Institutional expectations redefine baseline standards
Individual traders may seek volatility, but institutional investors demand custodial certainty. The Basel Committee on Banking Supervision’s Principles on Business Resilience state that financial institutions must be judged on their “tolerance for disruption.” This change effectively ended the pioneering days of wealth management. If the infrastructure cannot withstand severe stress scenarios, financial institutions will not deploy capital.
Data from 2025 supports this commitment to quality. Binance’s Year in Review noted that institutional trading volume increased by 21% year-on-year. This influx suggests that sophisticated market participants are prioritizing venues that demonstrate robust infrastructure over those that offer novel and untested features. Catherine Chen, Head of VIP and Institutions at Binance, elaborated on this point further at the recent WEF in Davos, saying, “We believe sensible regulation is essential to enable further institutional participation.” Chen continued: “The next step is consistent risk-based enforcement across jurisdictions, with clear licensing, custody and consumer protection standards.”

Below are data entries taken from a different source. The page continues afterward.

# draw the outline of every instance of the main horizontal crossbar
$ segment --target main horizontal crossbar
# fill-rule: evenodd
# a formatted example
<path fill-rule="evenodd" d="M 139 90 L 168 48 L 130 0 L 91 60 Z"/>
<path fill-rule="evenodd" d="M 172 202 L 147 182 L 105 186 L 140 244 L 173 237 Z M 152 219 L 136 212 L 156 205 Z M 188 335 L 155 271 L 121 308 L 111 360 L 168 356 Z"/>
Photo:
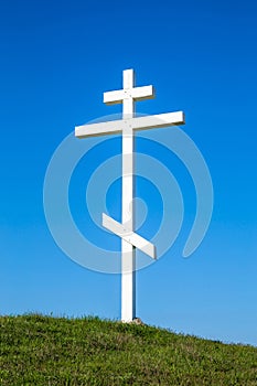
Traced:
<path fill-rule="evenodd" d="M 184 125 L 184 122 L 183 111 L 165 112 L 153 116 L 133 117 L 129 119 L 109 120 L 106 122 L 77 126 L 75 128 L 75 136 L 77 138 L 98 137 L 121 132 L 127 127 L 132 128 L 133 130 L 146 130 Z"/>
<path fill-rule="evenodd" d="M 103 213 L 103 226 L 108 230 L 113 232 L 115 235 L 121 237 L 136 248 L 142 250 L 144 254 L 156 259 L 156 247 L 150 242 L 146 240 L 143 237 L 139 236 L 135 232 L 128 232 L 124 224 L 118 223 L 114 218 L 107 216 Z"/>

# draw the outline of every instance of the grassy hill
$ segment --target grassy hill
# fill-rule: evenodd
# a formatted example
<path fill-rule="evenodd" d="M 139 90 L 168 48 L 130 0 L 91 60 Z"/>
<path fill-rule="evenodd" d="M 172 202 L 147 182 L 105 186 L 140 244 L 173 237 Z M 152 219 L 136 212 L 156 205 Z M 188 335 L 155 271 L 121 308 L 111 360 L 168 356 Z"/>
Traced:
<path fill-rule="evenodd" d="M 0 385 L 257 385 L 257 349 L 97 318 L 0 318 Z"/>

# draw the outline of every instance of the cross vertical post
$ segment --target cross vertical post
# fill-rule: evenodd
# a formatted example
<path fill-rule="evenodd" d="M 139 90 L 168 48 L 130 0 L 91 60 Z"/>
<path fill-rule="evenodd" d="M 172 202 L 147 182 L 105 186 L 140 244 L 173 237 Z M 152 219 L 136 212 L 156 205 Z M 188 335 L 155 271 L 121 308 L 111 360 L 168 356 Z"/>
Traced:
<path fill-rule="evenodd" d="M 151 98 L 154 98 L 153 87 L 136 87 L 133 69 L 125 69 L 124 88 L 104 93 L 105 104 L 122 104 L 122 119 L 75 128 L 77 138 L 122 133 L 122 218 L 121 223 L 118 223 L 103 213 L 103 226 L 121 238 L 121 321 L 124 322 L 131 322 L 136 318 L 136 248 L 153 259 L 157 258 L 156 246 L 133 230 L 133 130 L 184 124 L 183 111 L 135 117 L 135 103 Z"/>
<path fill-rule="evenodd" d="M 124 90 L 126 98 L 122 104 L 122 119 L 129 119 L 135 114 L 135 101 L 129 93 L 135 86 L 133 69 L 124 71 Z M 129 125 L 122 131 L 122 224 L 133 232 L 133 130 Z M 121 239 L 121 321 L 128 322 L 136 318 L 136 248 Z"/>

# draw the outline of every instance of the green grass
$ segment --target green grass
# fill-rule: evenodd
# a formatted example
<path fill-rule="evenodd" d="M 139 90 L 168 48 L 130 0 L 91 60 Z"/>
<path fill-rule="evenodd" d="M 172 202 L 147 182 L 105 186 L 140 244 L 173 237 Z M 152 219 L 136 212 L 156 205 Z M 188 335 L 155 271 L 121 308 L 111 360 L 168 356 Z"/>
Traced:
<path fill-rule="evenodd" d="M 147 325 L 0 318 L 0 385 L 257 385 L 257 349 Z"/>

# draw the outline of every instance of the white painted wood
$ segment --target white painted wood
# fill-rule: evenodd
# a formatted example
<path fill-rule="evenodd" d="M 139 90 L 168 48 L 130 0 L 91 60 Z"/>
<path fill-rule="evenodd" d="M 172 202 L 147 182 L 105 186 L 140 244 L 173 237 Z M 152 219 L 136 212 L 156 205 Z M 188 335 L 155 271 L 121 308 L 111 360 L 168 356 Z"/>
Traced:
<path fill-rule="evenodd" d="M 126 228 L 126 225 L 120 224 L 105 213 L 103 213 L 103 226 L 131 244 L 133 247 L 140 249 L 152 259 L 157 258 L 156 246 L 152 243 L 148 242 L 146 238 L 141 237 L 135 232 L 129 232 Z"/>
<path fill-rule="evenodd" d="M 107 105 L 122 104 L 122 119 L 75 128 L 77 138 L 122 132 L 122 224 L 103 214 L 103 225 L 121 237 L 121 320 L 136 318 L 136 247 L 156 258 L 156 247 L 133 232 L 133 130 L 183 125 L 182 111 L 135 117 L 135 101 L 154 97 L 152 86 L 135 87 L 133 69 L 124 71 L 122 89 L 104 93 Z"/>
<path fill-rule="evenodd" d="M 132 97 L 137 101 L 152 99 L 154 98 L 154 88 L 152 86 L 143 86 L 106 92 L 104 93 L 104 103 L 106 105 L 121 104 L 127 97 Z"/>
<path fill-rule="evenodd" d="M 77 138 L 97 137 L 104 135 L 125 132 L 128 128 L 131 128 L 132 130 L 147 130 L 184 125 L 184 122 L 185 121 L 183 111 L 157 114 L 152 116 L 135 118 L 129 118 L 129 116 L 127 115 L 125 120 L 109 120 L 107 122 L 77 126 L 75 128 L 75 136 Z"/>
<path fill-rule="evenodd" d="M 124 71 L 124 89 L 135 86 L 133 69 Z M 129 94 L 124 99 L 122 118 L 131 119 L 135 101 Z M 122 130 L 122 224 L 133 232 L 133 130 Z M 121 321 L 131 322 L 136 318 L 136 248 L 121 239 Z"/>

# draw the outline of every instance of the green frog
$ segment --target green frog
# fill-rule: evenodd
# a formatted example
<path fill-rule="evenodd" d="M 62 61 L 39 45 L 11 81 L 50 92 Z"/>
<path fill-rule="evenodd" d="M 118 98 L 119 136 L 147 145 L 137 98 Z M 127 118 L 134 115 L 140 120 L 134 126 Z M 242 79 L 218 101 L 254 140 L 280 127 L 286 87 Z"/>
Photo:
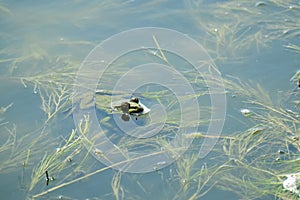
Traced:
<path fill-rule="evenodd" d="M 139 114 L 144 111 L 143 106 L 136 97 L 131 98 L 128 102 L 122 102 L 120 106 L 115 106 L 114 108 L 123 112 L 122 119 L 124 121 L 129 120 L 129 115 Z"/>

Threat situations enhance this vigilance. TRM Labs observed a clear shift in attacker focus from decentralized cross-chain bridges to centralized infrastructure in 2025. As attackers increasingly target centralized exchanges, the security burden on these platforms increases, forcing them to rapidly shift budget away from marketing departments and toward compliance and cold storage technologies. Institutional partners must ensure that their platforms can defend against these targeted strikes before integrating order books.
A platform that competes on resilience, not reach
In the current market structure, compliance functions function more as a product longevity guarantee than a legal protection. Being able to stop funds from leaving the ecosystem illegally is a measurable value proposition.
In 2025, Binance’s risk management prevented $6.69 billion in potential losses for 5.4 million users. Additionally, the platform recorded a 96% reduction in direct exposure to illicit funds between 2023 and 2025.
Noah Perlman, Binance’s chief compliance officer, highlighted this trend, noting that “analysis of independent industry data shows that our direct illegal exposure has decreased significantly,” and said that Binance achieved this feat “despite processing increasing trading volumes comparable to the next six largest exchanges combined.” This points to a new competitive reality. Compliance teams have effectively become growth engines, maintaining a license to operate in the face of increasingly stringent global jurisdictions.
This performance stands in stark contrast to the broader Web3 ecosystem, which often lags in governance. In this sector, Hacken reported that $4 billion was lost due to Web3 incidents in 2025.
The disparity between platforms that can prevent billions of dollars in fraud and a broader market that continues to drain capital is defining a new competitive landscape. Users are moving toward safety, and platforms are competing on their ability to provide it.
Why investment in security correlates with user retention
As the industry moves towards 2026, the marketing budgets of the past have effectively become the security budgets of today. The most effective advertising is a platform that remains solvent and functional during a crisis.
The NIST Cybersecurity Framework 2.0 emphasizes that governance is a core element of risk management. Platforms that effectively manage risk are positioned to survive the next cycle. In a mature crypto market, capital flows to the most powerful vaults, not to the loudest.